The measure, which backers hope will reduce the maternal mortality rate, achieved bipartisan backing and support from interest groups as disparate as Pro-Choice Missouri and the Missouri Right to Life.
What wasn’t to like?
The further expansion of Medicaid, said Onder, who moved to attach an amendment banning funds from Planned Parenthood. Democrats called the action a “poison pill,” while other Republicans said they already were banning the funds through other legislation. The bill on more Medicaid for moms was tabled.
The atmosphere in the Senate appeared to deteriorate overnight, with Sen. Holly Thompson Rehder, R-Sikeston, taking to the floor Thursday morning to blast Onder and others for holding up the aid for new mothers.
“I was a pregnant teenager at 15,” Rehder said. “My momma told me I made my bed; I had to lay in it. And I did. I took care of myself, and I made it just fine.
“At 15, I had to walk to the county health department to get my monthly checkups for being pregnant,” she said. “I walked pregnant across town.”

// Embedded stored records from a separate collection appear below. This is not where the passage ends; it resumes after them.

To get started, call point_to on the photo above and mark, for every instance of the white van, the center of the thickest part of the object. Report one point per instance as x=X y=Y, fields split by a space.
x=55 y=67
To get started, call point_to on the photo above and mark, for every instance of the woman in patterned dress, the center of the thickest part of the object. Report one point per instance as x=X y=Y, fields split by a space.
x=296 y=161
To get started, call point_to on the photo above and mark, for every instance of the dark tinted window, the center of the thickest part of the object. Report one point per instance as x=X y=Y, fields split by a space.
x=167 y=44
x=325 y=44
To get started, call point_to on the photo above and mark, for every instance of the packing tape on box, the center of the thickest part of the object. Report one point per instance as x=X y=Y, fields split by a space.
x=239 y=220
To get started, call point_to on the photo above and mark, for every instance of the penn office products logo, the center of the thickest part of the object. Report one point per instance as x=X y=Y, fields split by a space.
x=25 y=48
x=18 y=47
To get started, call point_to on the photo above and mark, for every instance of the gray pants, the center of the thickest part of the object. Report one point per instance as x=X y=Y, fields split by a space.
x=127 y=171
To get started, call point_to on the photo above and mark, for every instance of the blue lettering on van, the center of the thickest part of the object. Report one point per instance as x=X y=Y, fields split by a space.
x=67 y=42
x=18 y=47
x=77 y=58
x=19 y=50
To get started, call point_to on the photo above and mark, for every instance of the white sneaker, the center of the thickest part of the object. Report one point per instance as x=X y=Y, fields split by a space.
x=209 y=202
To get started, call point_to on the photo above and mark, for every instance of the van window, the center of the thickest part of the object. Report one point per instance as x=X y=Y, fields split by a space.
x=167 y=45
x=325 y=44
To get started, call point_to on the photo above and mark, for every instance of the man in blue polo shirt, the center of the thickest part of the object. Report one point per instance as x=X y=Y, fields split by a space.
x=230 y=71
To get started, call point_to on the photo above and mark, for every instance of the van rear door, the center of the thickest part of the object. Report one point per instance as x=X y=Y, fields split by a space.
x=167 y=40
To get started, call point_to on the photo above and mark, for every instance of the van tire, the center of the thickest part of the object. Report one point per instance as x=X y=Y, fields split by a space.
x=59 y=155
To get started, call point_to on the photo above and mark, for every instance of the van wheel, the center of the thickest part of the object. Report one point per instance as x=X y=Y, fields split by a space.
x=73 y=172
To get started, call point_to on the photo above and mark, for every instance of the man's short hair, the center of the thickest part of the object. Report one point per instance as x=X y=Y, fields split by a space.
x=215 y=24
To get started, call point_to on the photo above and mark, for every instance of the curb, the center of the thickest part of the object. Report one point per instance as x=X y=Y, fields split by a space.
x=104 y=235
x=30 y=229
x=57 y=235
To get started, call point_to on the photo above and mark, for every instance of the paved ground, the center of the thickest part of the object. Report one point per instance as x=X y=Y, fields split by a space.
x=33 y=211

She cited state statistics on Missouri’s maternal mortality rate — 33 deaths out of every 100,000 live births — and that 82% of the deaths were considered to be preventable.
“The sideshow took away from an incredibly important bill,” Rehder said. “You can try to label it expanding Medicaid, you can try to label it giving things to people who don’t deserve it.
“Maybe people that haven’t been in these shoes cannot walk through it,” Rehder said.
Onder and Sen. Mike Moon, R-Ash Grove, then accused GOP leadership of playing hooky Wednesday morning to hit the golf course.
Onder and Schatz exchanged words Thursday in a Senate hallway after the chamber abruptly adjourned for the week.
“When folks talk about wasting time over debate on something as important as congressional redistricting and then take a half day off to play golf, I think there’s a problem with that,” Onder said afterward.
Schatz on Friday teed off on Onder for bringing up his golf game on the Senate floor. He said he had no committee meetings Wednesday morning, that there was no business to bring up on the Senate floor that morning while other committees heard bills, and that he was back in his office before 12:30 p.m. for his first meeting of the day.
“They’re talking about wasting time,” Schatz said. “I can’t believe that these guys have some concern about wasting time when obviously that’s all they did yesterday, and that’s all they did for ... filibustering for a position is fine.
“Obviously Mike Moon is somebody that’s read for hours out there with a book over him being reprimanded for wearing overalls,” Schatz said. “I can’t believe those guys are out there complaining about (wasting) time.”
Schatz was referring to a filibuster Moon launched after Schatz removed him from Senate committees for showing up on the Senate floor wearing bib overalls.
Originally posted at 4 p.m. Friday, March 4.